In the meantime, I went to buy a mobile phone for Maia. The Austrians called it a handy. I also started making a list of the things she needed for the trip. I was also brushing up on my acting. I had to be convincing when I lied to the Head of Year.
As the day of the trip neared, Maia was reluctantly crossing out the reasons on the No list, and adding what we called “maybe” reasons to the Yes list.
1) Maybe I will make friends with whomever I sit with on the bus.
2) Maybe I will like my roommates.
3) Maybe I will have fun.
By then, the rooming assignments were settled. She was sharing a room with who else but the only other new girl, as well as the two social pariahs of the grade.
The morning before the trip. As we ate breakfast:
Mommy: Maia, you’re going to have to decide.
Maia: I know.
Mommy: Are you going?
Maia: I think so.
Very, very reluctantly.
Mommy: Are you sure?
Maia: I guess.
Mommy: You don’t have to if you don’t want to. I will talk to the Head of Year.
Maia: It’s OK. I’ll go.
More firmly this time.
On the day of the trip, I took Maia to school. My husband was in New York helping out with the UN Millennium Summit.

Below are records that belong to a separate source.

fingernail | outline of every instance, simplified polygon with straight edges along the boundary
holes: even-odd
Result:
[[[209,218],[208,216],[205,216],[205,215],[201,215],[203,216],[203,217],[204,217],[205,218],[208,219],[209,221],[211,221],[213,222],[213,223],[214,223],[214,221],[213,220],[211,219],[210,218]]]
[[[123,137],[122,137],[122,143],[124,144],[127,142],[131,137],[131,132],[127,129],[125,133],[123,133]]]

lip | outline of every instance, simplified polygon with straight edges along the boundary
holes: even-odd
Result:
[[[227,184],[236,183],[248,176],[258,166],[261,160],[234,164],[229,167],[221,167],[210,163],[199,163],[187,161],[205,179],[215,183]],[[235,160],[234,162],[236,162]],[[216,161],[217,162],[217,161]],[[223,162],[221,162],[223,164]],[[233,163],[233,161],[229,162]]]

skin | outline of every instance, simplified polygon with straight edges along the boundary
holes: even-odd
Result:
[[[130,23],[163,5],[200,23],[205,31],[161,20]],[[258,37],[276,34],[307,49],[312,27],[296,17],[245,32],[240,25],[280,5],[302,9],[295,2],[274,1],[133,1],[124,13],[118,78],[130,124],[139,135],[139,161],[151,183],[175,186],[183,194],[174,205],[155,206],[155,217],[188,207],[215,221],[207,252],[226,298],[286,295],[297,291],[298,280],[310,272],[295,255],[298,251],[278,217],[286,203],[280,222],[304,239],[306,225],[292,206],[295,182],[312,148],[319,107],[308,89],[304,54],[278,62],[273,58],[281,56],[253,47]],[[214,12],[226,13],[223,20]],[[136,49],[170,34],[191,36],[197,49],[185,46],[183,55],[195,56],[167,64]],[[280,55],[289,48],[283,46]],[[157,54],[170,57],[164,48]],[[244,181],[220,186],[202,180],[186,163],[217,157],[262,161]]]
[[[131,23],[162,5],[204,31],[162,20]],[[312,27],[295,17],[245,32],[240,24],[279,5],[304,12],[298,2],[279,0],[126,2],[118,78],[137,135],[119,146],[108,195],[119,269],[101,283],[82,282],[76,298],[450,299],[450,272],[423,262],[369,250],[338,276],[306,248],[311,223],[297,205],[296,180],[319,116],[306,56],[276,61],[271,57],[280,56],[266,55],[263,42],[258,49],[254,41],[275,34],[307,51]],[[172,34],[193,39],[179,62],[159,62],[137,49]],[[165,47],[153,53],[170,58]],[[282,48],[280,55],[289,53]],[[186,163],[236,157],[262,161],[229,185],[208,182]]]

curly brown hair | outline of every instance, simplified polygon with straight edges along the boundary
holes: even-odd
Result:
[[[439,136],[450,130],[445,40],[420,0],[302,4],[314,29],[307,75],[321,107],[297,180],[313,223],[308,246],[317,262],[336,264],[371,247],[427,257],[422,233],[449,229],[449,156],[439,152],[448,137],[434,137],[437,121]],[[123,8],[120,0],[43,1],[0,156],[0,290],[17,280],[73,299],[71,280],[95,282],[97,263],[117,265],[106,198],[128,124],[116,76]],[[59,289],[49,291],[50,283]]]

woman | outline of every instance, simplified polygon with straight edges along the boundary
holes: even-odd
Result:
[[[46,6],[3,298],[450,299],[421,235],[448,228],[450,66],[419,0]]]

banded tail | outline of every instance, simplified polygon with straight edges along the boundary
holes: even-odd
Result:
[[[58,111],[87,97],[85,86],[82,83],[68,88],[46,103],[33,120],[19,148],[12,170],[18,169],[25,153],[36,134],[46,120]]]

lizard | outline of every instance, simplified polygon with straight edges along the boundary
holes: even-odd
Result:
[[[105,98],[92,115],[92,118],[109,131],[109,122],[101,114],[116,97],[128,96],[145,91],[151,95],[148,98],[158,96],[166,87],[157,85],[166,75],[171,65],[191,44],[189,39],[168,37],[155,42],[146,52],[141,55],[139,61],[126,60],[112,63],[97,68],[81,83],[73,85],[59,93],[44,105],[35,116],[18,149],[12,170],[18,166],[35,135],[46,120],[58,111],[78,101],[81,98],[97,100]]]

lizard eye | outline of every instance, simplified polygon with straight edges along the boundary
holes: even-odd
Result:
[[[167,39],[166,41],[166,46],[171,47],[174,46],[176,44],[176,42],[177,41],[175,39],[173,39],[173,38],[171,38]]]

Maia kissed me good-bye, and got on the bus. Someone came and sat beside her. Whew. At least she was not beside an empty seat. The doors of the bus closed. She waved good-bye. I waved good-bye, and waited until the bus drove out of the school gates. I looked around for a friendly face. There were none. I went for a cup of coffee on my own at Demel, one of the many fancy Viennese cafes. I was determined not to cry.
I called Maia every night on her new handy. She seemed all right. In fact, she seemed to have little time to talk. I took that as a sign of things were going well.
When Maia came back from the trip, my husband and I were at school to pick her up. She got off the bus, and ran to give us both a very tight hug. Mommy first. Daddy longer.
Not everything was right in her world, but Maia had taken the step forward.